Um westliche Sanktionen zu umgehen, ist Russland auf Frachter nicht-westlicher Reedereien angewiesen. Allerdings seien diese oft in schlechtem Zustand und daher eine Gefahr für die Meere, warnt Greenpeace – und fordert Sanktionen.
Nach Recherchen der Umweltschutzorganisation Greenpeace transportieren weltweit 192 marode Tanker russisches Rohöl. 171 dieser Schiffe sind in den vergangenen zwei Jahren einmal oder mehrmals durch die deutsche Ostsee und das Seegebiet der Schifffahrtsroute Kadetrinne in der Mecklenburger Bucht gefahren.
Die Tanker sind veraltet, viele haben technische Mängel, haben ihr automatisches Identifikationssystem vorübergehend abgeschaltet oder haben Ladung auf See an andere Tanker übergeben. Dies sei ein besonders riskantes Manöver, sagte Greenpeace. Bei den 192 aufgeführten Schiffen handelt es sich um die gefährlichsten Öltanker der sogenannten russischen Schattenflotte.
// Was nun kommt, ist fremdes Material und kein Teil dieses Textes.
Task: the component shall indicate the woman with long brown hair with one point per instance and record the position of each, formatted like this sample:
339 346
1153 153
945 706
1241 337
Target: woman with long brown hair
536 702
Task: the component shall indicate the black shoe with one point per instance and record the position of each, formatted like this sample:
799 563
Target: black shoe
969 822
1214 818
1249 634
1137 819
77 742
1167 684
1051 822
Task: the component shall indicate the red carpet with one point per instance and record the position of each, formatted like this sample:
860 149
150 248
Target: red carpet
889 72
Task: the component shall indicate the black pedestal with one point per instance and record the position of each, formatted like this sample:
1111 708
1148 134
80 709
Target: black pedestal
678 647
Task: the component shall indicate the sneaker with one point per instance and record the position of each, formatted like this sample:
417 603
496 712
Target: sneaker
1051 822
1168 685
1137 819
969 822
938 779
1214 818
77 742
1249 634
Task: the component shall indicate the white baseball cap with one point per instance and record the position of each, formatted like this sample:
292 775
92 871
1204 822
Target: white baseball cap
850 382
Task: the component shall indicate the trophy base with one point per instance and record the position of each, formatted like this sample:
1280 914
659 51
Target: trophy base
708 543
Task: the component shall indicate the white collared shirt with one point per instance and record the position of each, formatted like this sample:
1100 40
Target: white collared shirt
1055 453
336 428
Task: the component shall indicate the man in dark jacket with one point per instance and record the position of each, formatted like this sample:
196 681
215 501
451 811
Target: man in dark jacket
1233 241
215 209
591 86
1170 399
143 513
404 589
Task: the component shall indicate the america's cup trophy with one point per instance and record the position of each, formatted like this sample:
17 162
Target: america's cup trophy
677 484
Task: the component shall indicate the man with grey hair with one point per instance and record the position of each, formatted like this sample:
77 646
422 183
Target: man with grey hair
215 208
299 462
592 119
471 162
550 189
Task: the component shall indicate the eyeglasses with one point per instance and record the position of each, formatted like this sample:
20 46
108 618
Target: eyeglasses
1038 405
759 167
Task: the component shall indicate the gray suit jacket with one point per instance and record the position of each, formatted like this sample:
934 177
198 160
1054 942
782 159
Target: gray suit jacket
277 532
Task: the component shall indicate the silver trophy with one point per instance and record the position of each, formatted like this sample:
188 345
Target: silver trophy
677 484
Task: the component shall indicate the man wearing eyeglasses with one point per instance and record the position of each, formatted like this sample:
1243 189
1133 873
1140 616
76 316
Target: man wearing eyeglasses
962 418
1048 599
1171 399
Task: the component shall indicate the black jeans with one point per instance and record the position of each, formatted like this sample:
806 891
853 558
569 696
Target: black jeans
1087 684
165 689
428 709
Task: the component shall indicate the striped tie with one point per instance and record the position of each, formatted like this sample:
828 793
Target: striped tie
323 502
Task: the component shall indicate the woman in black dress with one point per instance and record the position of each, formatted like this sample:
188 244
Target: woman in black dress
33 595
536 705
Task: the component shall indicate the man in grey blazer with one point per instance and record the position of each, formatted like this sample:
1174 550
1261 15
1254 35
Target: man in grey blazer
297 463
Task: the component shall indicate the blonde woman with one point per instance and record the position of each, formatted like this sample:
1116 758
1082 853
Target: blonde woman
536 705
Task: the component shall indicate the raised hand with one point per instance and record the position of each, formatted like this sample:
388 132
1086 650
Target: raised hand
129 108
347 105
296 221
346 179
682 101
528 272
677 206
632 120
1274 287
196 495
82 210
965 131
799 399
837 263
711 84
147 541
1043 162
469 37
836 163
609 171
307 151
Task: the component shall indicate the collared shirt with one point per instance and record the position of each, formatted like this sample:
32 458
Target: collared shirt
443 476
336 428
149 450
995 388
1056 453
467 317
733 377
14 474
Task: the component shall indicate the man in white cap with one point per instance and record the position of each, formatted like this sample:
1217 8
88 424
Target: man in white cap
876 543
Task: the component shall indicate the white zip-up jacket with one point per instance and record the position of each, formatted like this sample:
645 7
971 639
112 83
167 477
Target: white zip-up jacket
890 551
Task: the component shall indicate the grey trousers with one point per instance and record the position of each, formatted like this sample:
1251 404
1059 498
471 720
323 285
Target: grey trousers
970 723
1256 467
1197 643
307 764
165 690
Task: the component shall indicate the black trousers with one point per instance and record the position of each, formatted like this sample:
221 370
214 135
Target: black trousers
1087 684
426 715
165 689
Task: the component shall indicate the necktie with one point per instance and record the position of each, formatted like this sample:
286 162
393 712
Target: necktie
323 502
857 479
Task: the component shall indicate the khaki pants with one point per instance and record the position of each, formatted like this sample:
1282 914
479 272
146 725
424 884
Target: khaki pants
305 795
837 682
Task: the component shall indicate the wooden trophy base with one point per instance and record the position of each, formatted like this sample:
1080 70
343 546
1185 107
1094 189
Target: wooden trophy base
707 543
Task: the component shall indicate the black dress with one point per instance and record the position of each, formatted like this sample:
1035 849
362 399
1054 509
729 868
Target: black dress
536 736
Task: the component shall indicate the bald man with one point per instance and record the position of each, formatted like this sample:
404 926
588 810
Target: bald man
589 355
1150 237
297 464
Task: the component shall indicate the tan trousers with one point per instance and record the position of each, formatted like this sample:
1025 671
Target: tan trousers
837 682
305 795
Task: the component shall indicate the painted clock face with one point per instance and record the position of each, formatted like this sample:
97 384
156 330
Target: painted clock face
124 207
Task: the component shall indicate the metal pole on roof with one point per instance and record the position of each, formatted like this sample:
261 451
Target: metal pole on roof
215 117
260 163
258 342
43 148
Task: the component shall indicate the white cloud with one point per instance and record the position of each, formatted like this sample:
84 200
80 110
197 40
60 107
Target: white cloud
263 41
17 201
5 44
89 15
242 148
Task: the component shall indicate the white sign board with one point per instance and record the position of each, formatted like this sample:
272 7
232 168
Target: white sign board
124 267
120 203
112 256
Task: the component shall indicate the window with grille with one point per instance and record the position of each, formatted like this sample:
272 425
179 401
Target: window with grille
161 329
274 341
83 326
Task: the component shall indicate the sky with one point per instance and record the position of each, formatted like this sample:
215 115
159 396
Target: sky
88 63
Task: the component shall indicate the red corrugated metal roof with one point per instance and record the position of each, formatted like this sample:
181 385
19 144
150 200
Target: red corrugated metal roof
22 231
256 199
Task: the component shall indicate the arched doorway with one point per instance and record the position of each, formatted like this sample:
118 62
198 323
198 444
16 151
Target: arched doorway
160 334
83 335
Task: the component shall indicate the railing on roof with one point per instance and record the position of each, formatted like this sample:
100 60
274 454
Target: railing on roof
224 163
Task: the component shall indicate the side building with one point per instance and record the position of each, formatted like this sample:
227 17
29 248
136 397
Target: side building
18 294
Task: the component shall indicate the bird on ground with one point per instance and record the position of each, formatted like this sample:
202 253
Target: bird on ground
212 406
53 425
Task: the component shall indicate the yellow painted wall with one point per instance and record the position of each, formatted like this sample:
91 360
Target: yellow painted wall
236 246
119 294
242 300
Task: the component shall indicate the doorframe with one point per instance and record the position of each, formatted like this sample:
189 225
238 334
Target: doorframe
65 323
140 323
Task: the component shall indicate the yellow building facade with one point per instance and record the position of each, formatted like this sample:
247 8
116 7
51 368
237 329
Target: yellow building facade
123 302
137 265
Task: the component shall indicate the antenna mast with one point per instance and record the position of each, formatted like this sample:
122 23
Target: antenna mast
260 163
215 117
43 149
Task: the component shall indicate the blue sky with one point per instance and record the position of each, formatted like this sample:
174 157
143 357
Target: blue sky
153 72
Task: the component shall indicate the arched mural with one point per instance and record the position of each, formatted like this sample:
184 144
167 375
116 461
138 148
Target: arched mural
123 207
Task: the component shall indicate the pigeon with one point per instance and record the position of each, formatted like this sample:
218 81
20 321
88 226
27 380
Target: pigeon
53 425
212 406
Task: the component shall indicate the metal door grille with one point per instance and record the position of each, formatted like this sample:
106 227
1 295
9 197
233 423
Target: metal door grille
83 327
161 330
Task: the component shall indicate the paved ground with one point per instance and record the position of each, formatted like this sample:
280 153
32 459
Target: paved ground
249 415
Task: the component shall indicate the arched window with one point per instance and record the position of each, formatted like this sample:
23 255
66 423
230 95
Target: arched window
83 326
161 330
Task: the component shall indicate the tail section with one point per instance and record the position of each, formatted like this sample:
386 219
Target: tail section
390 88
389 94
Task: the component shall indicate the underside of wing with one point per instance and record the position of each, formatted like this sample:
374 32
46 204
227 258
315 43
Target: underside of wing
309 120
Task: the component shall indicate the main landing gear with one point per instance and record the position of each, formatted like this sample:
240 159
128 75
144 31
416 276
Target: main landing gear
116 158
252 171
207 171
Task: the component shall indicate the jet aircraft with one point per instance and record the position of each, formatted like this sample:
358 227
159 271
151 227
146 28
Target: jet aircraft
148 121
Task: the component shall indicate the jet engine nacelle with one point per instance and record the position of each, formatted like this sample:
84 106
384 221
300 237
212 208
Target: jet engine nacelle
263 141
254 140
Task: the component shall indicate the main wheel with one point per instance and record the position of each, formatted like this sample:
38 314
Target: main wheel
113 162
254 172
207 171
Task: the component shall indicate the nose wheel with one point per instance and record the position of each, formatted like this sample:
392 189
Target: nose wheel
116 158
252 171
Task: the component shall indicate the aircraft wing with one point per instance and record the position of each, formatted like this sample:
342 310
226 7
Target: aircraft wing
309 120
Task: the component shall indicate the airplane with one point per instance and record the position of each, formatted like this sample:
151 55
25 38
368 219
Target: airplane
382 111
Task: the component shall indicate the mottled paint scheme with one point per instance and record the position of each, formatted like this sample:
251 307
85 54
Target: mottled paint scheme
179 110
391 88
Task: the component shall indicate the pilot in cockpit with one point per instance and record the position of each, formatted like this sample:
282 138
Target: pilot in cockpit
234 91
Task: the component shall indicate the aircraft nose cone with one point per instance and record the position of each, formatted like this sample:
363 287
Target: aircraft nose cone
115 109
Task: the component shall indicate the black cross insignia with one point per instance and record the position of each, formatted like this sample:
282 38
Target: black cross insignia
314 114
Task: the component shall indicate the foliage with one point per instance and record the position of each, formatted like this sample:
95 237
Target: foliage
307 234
Zudem stehen die Tanker noch auf keiner Sanktionsliste. Greenpeace warnte, dass bei einem Unfall in der Kadetrinne nordöstlich der Mecklenburger Bucht die gesamte deutsche Ostseeküste in Gefahr sei. Alle Tanker sind unzureichend gegen die Folgen einer Ölpest versichert.
Indien und China sind die Hauptabnehmer russischen Öls
„Diese Schrotttanker müssen als erste auf die EU-Sanktionsliste gesetzt werden“, fordert Thilo Maack, Meeresbiologe bei Greenpeace. „Die Bundesregierung muss schnell handeln und eine drohende Katastrophe verhindern.“ Die Liste von Greenpeace umfasst verschiedene Schiffstypen mit einer Länge von 183 bis 275 Metern. Das älteste Schiff ist 27 Jahre alt und das jüngste 16 Jahre alt.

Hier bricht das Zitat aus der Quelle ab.